Analysts have been unable to discern whether this seeming “relief rally” was catalyzed by fundamental catalysts or pure technicals. Some commentators, like Alex Kruger, have noted that technicals remain the strongest impetus behind this market’s day-to-day movement. As such, the crypto-friendly researcher noted that BTC’s recent recovery is merely a correction off oversold levels, rather than a shift in this industry’s fabric, subsequently adding that a move back to the low 3000s isn’t out of the realm of possibility.
The aforementioned CNBC guests seemingly echoed this sentiment, noting that BTC could fall back to its year-to-date lows in the weeks to come. Iurio first noted that “he’s never been a lover of Bitcoin,” explaining that if BTC holds above $4,085, $4,515 is likely, but otherwise, the flagship cryptocurrency could move drastically lower.
Kilburg, more cynical that Iurio, explained that bears “have unfinished business [in crypto],” making it clear that he doesn’t expect for the blockchain-based asset to hold above $4,000 for extended periods of time. In fact, the KKM chief noted that “unless we see something substantial come out of the SEC/White House,” BTC remains in no man’s land and could fall to $3,000 (a new year-to-date low) because of a lack of fundamental driver.
Iurio, turning on a dime, echoed Kilburg’s statements. The broker noted that that crypto’s headlines are rarely ever that the “SEC has decided that they love Bitcoin,” instead, their regulatory measures that depress prices, especially in token markets.
Interestingly, the two closed off their segments by drawing attention to crypto forays from the Intercontinental Exchange and Nasdaq, noting that as players continue to “enter the hot tub” there will eventually be a party in this industry, so to speak.
Not So Fast, Maybe The Crypto Rally Has Some Legs
Although the two aforementioned CNBC traders aren’t sold on BTC’s short-term prospects, other analysts have exclaimed that the crypto market’s most recent double-digit recovery has legs. Crypto Quantamental, an American crypto trader with a background in traditional equity markets, noted that Bitcoin is “showing the classic signs of a ‘V’ recovery.”
Bitcoin is showing the classic signs of a "V" recovery with record volume and massive price moves. In fact today (12/20/18) was the HIGHEST VOLUME DAY EVER!

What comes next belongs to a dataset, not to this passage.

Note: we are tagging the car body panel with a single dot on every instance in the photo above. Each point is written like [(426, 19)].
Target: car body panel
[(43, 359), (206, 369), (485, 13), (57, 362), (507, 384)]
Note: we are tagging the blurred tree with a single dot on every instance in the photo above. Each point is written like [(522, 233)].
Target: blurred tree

He/she noted that the surge in BTC could be more than a “dead cat bounce,” as Kruger saw it. In fact, Quantamental noted that the “record-breaking” volumes (in BTC count, not $) indicate that a bottom could be forming. Per Quantamental, yesterday (Dec. 20) was Bitcoin’s highest volume day in its ten-year history, with exchanges en bloc reportedly trading 2,226,735 BTC at an average price of $3,938.
Although both sides of the argument hold some semblance of credence, the fact of the matter is that in markets, whether it be stocks, bonds, or cryptocurrencies, no single individual/group can accurately predict where prices are headed next. But they try nonetheless. And in the end, some will succeed, and others won’t.